Cryo-EM in combination with the single particle approach has emerged as a key technology in modern structural biology illustrated by the Nobel prize award to three of its pioneers - Jacques Dubochet, Joachim Frank and Richard Henderson - in 2017. In cryo-EM, biological samples are embedded in vitrified ice and then imaged under cryo-low-dose conditions upon cooling the sample at liquid nitrogen temperature inside the microscope. The introduction of Direct Electron Detector systems (DEDs) provoked a resolution revolution in single particle cryo-EM, now enabling near-atomic resolution almost routine (Figure 1, Ignatiou et al., 2019, Nat Commun). Starting already in 2004, we established a state-of-the-art cryo-electron microscopy (cryo-EM) facility within the Berlin-Brandenburg research consortium “UltraStructure Network” (USN), which was at first initiated in close collaboration with Prof. Christian Spahn (Charité Berlin) and Prof. Roland Beckmann (Charité Berlin, now LMU Munich). Our facility provides a technology platform for sample screening, semi-automated sample vitrification and automated data acquisition as well as intense computing resources for image processing. Core instrument of our facility is a 300 kV Tecnai G2 Polara cryo-electron microscope (FEI) equipped with Gatan k2summit direct electron detector.

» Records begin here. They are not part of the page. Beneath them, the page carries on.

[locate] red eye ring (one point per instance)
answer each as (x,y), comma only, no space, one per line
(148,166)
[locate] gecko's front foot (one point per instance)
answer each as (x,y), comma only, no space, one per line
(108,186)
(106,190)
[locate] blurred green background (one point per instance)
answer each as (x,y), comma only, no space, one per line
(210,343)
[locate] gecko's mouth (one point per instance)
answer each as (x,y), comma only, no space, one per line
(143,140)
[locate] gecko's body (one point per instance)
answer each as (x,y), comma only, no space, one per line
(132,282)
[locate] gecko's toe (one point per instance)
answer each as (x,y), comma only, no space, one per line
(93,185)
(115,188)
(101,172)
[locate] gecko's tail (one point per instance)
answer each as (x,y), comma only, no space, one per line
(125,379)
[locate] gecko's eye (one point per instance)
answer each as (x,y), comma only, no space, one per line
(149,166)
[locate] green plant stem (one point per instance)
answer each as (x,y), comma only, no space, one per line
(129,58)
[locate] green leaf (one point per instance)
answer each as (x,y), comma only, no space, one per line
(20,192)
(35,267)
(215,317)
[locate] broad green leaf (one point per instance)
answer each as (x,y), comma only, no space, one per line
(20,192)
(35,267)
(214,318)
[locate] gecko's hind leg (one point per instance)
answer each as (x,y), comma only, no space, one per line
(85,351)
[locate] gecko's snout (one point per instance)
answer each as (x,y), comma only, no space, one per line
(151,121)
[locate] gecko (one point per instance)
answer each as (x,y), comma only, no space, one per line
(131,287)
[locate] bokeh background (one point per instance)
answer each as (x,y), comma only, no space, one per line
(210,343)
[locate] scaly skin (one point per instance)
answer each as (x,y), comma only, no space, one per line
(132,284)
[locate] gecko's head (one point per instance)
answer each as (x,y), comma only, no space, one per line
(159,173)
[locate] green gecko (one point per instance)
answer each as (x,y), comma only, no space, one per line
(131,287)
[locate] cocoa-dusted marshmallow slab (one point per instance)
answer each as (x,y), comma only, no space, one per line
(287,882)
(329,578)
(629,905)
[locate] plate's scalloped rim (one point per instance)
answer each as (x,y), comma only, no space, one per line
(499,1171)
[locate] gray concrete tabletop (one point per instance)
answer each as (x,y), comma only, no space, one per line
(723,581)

In single particle cryo-EM, 3D information is derived by averaging over thousands if not hundred thousand of projection images of individual molecules (referred to as particle images), assuming that they are all identical. In practice, however, biological protein complexes typically show variable complex assembly and intrinsic conformational flexibility which often represent different biological relevant functional states. Within the collaborative research center SFB740 (project Z1), we established a fully automated pipeline for high-throughput data collection including on-the-fly drift correction and CFT-based quality control of DED super-resolution movie stacks which was essential for introducing multi-particle refinement strategies developed in Christian Spahn’s lab (IMBP Charité). Combining these tools enabled us to study for the very first time ex-vivo derived protein complexes such as actively translating human polysomes derived from HEK cells, which represent heterogeneous samples by nature. Analyzing polysome preparations, we could identify 11 distinct functional states, 10 of which representing intermediates of the ribosomal elongation cycle and refine the highest-occupied state, the 80S POST-complex, to near-atomic resolution (Figure 2, Behrmann et al., 2015, Cell).



Once established, multi-particle refinement was applied to study phage assembly intermediates (Ignatiou et al., 2019, Nat Commun), transcription regulation (Huang et al., 2020, Mol Cell; Said et al., 2021, Science), ribosome assembly (Nikolay et al., 2018, Mol Cell; Nikolay et al., 2021, Mol Cell; Quin et al, unpublished data), and translational control in embryonic brain development (Kraushar et al., 2021, Mol Cell). Exploiting the resolution power of DED systems, single particle cryo-EM now also allows structural analysis of small enzyme complexes comprising a molecular weight of only 200-400 kDa and even below such as e.g. the metal-containing formate dehydrogenase (FDH) from Rhodobacter capsulatus (RcFDH), demonstrating that NADH reduction leads to charging of electron carrying cofactors (Figure 3, Radon et al., 2020, Nat Commun).